Prompt was: "Regency au where Erwin is a scheming and plotting Lord and Levi is his loyal valet running his schemes with unscrupulous methods."

Notes:

Thank you for supporting this fundraiser! <3 I really hope you like the fill!

Work Text:

The court whispers that Erwin Smith—titled or not—is strange, unorthodox in his methods, mad in his goals. There's also fear in those gossipy breaths, the way that all people fear the unknown.

*

"Gory stories make their blood rush," Levi scoffs as he adjusts Erwin's starched collar and dashing bolo tie, ignoring his own cravat which is flecked with crimson. "Nobles are pathetic."

Erwin smiles his enigmatic little smile. "I appreciate your assessment, Levi, and I must agree."

Levi makes a dismissive sound, smoothing Erwin's collar into place before turning to tidy up his own haphazard appearance.

He's not seen much with the man he serves, at least not in public, but just in case, he likes to clean up when he comes back from an errand for Lord Smith.

"Hope did it go?"

Levi snorts as he pours warm water into the wash basin. "The usual."

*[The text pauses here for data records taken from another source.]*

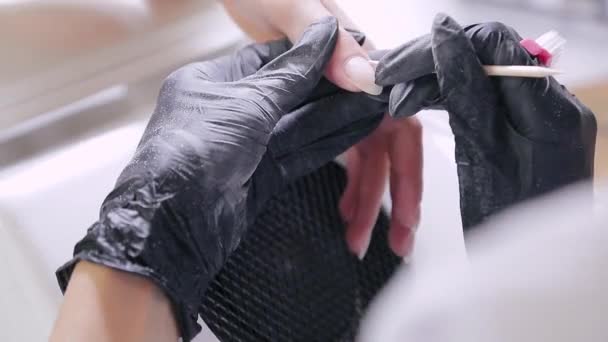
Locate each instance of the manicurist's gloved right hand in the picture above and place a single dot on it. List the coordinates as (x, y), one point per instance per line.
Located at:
(226, 135)
(516, 138)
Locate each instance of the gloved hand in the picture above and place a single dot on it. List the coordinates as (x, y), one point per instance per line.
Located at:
(211, 155)
(516, 138)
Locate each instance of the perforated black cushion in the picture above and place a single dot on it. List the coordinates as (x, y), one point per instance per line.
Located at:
(292, 277)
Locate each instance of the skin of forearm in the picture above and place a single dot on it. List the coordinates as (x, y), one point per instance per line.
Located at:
(106, 305)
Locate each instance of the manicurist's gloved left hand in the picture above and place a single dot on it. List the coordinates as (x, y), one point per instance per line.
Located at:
(226, 135)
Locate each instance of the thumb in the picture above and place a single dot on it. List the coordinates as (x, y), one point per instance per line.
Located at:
(349, 66)
(287, 80)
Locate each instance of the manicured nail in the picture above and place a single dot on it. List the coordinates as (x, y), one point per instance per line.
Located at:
(362, 74)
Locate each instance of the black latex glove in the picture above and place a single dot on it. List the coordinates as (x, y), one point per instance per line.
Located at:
(207, 162)
(516, 138)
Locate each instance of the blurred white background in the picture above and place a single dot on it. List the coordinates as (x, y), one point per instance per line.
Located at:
(79, 78)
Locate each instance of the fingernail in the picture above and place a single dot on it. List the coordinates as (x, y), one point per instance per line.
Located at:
(362, 74)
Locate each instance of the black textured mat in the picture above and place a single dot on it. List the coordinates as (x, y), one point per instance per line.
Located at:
(292, 277)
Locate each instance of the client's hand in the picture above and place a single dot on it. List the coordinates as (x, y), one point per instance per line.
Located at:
(516, 138)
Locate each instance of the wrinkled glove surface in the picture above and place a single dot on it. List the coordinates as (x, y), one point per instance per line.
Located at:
(515, 138)
(225, 136)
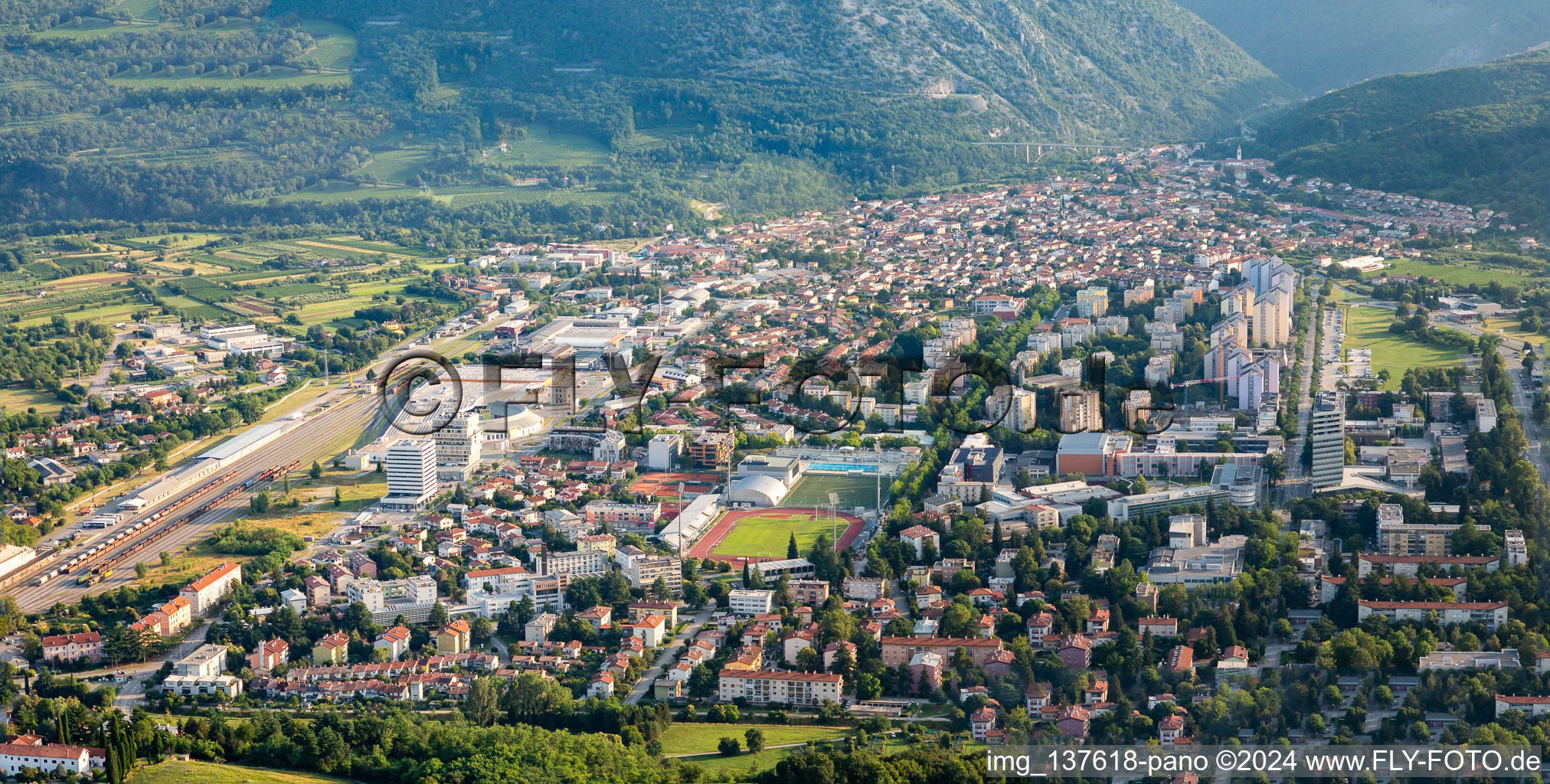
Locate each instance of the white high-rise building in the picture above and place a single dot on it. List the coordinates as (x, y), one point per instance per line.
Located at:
(411, 473)
(458, 445)
(1327, 433)
(662, 449)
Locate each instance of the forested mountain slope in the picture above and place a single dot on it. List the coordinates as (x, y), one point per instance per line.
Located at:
(1476, 136)
(1323, 45)
(566, 115)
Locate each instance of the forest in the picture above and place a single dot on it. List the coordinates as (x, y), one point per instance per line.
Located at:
(1477, 136)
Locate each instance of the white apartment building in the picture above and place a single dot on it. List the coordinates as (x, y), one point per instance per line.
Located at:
(458, 445)
(1490, 612)
(574, 563)
(750, 602)
(662, 451)
(793, 688)
(207, 591)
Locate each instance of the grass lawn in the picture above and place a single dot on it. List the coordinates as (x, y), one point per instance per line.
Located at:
(177, 772)
(813, 490)
(1369, 328)
(702, 738)
(767, 535)
(740, 767)
(19, 400)
(1450, 273)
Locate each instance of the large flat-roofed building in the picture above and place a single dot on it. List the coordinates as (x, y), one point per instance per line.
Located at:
(574, 563)
(1130, 507)
(1242, 482)
(411, 473)
(645, 570)
(1090, 452)
(712, 448)
(1200, 564)
(629, 514)
(790, 567)
(1411, 564)
(1411, 538)
(901, 649)
(1081, 411)
(794, 688)
(750, 602)
(1493, 614)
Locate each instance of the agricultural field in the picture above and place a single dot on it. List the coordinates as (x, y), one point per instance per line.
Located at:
(181, 772)
(1368, 325)
(455, 195)
(18, 400)
(335, 53)
(813, 490)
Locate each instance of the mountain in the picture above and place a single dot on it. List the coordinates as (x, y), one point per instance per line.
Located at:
(567, 115)
(1085, 70)
(1323, 45)
(1476, 136)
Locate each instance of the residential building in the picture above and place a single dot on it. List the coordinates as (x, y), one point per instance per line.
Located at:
(793, 688)
(1327, 433)
(207, 591)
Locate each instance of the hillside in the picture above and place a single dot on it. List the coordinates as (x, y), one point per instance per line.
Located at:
(1477, 136)
(549, 115)
(1324, 45)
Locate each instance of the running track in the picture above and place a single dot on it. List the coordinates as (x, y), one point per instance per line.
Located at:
(723, 528)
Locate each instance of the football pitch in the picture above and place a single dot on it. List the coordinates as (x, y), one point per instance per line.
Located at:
(813, 490)
(766, 535)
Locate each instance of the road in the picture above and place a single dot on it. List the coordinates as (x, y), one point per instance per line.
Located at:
(669, 655)
(304, 442)
(1297, 479)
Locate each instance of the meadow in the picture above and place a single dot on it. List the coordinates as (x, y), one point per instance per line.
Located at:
(1368, 325)
(766, 535)
(188, 772)
(813, 490)
(702, 738)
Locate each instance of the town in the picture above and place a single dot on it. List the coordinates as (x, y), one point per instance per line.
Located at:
(1185, 451)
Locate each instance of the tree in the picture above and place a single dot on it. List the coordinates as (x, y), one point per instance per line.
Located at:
(868, 687)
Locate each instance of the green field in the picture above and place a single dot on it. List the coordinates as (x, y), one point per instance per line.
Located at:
(1450, 273)
(1368, 325)
(701, 738)
(19, 400)
(766, 535)
(813, 490)
(455, 195)
(177, 772)
(334, 50)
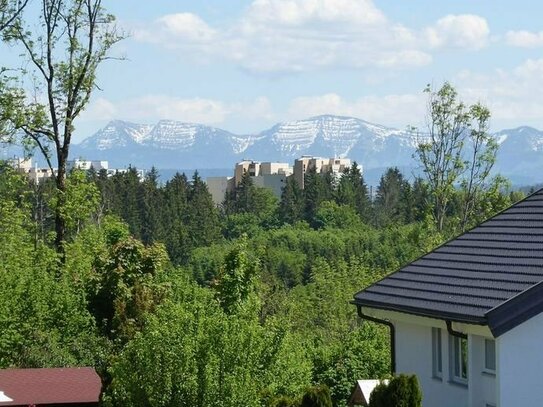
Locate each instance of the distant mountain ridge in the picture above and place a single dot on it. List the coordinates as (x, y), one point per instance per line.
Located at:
(171, 144)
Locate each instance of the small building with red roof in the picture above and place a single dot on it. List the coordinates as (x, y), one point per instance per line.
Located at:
(54, 387)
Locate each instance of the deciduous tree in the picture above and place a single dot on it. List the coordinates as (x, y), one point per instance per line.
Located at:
(64, 47)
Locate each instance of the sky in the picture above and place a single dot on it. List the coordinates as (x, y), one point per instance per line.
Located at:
(246, 65)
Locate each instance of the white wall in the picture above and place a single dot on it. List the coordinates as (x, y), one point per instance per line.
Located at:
(482, 384)
(520, 365)
(217, 187)
(414, 355)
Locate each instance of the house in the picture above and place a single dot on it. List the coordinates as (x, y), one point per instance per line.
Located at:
(69, 387)
(360, 396)
(466, 318)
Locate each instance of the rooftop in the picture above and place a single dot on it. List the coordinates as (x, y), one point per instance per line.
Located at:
(49, 386)
(491, 275)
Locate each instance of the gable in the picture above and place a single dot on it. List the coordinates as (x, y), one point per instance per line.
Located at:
(482, 277)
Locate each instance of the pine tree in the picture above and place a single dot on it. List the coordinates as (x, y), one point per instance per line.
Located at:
(202, 215)
(389, 205)
(353, 191)
(291, 207)
(174, 218)
(150, 204)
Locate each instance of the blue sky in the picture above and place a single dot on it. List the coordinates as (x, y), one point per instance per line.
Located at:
(245, 65)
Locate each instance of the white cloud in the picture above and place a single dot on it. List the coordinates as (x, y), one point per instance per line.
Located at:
(392, 110)
(299, 12)
(277, 36)
(459, 31)
(513, 96)
(524, 39)
(151, 108)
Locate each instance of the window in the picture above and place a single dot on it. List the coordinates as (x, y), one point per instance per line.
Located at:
(437, 359)
(490, 355)
(459, 359)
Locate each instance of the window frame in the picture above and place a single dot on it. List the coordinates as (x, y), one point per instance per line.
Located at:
(486, 368)
(437, 354)
(458, 347)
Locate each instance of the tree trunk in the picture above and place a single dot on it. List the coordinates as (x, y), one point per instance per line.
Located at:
(60, 219)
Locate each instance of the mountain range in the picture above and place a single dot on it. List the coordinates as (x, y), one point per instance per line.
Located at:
(177, 145)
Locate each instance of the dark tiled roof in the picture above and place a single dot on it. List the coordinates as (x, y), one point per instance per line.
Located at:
(491, 275)
(50, 386)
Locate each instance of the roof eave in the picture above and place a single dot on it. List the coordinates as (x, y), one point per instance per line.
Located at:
(421, 312)
(515, 311)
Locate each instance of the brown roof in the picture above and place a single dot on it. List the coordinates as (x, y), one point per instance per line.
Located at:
(50, 386)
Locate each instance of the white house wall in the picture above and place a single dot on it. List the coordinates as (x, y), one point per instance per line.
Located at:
(414, 355)
(520, 365)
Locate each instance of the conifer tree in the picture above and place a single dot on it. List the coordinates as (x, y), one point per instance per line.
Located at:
(291, 207)
(202, 215)
(389, 203)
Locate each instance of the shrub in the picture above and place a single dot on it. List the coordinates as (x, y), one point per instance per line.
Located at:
(402, 391)
(318, 396)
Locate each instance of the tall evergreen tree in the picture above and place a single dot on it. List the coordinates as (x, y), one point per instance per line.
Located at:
(174, 218)
(202, 215)
(317, 188)
(150, 204)
(353, 191)
(389, 203)
(291, 207)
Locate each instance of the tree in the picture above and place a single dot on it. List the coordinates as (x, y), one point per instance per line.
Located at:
(65, 49)
(236, 280)
(9, 11)
(441, 152)
(353, 191)
(202, 214)
(291, 207)
(483, 156)
(401, 391)
(318, 396)
(390, 203)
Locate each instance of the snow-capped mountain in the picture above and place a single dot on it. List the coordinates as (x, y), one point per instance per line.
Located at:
(170, 144)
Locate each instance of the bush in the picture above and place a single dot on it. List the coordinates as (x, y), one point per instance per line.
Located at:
(402, 391)
(318, 396)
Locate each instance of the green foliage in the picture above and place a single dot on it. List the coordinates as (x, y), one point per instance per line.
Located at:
(126, 286)
(458, 150)
(392, 203)
(291, 207)
(189, 355)
(43, 318)
(236, 279)
(318, 396)
(401, 391)
(331, 215)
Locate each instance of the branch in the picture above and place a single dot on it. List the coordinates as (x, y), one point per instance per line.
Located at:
(42, 148)
(18, 11)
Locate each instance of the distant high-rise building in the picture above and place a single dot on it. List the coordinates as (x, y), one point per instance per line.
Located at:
(336, 166)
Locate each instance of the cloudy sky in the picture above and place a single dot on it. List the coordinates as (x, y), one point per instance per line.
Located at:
(244, 65)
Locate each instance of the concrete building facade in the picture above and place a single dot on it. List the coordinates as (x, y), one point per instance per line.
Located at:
(336, 166)
(274, 175)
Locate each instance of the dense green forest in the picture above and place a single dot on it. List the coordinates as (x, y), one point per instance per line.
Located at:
(177, 302)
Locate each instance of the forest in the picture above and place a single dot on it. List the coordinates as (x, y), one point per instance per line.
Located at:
(178, 302)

"Should I plan to send flowers to Lady Zackly?" Erwin deadpans.

Levi raises an eyebrow in thought as he scrubs at the blood on his forearms. "Just make sure they're not expensive."

Now it's Erwin's turn to snort. "I see."

Levi glances over his shoulder at his impeccably dressed lord. Lord, liege; lord, valet. He doesn't know when he stopped believing in the underwhelming potential of human nature and started believing in something else.

The light glints on Erwin's blond hair. "Is the carriage ready for tonight's fundraiser?"

Levi smiles, a snake in the royal grass.

*

Levi is breathing hard when he returns to the barracks, blood in his throat he refuses to cough up.

"Take my horse," he tells one of the stable boys, willing his hand not to shake as he offers the reins. "He needs to be fed and watered."

And then there's Erwin—lord, commander, leader—at the edge of the muddy, frozen training yard under the awning of the barracks, his eyes so blue and alert in the dark.

"Come here," he says simply, holding out his hand.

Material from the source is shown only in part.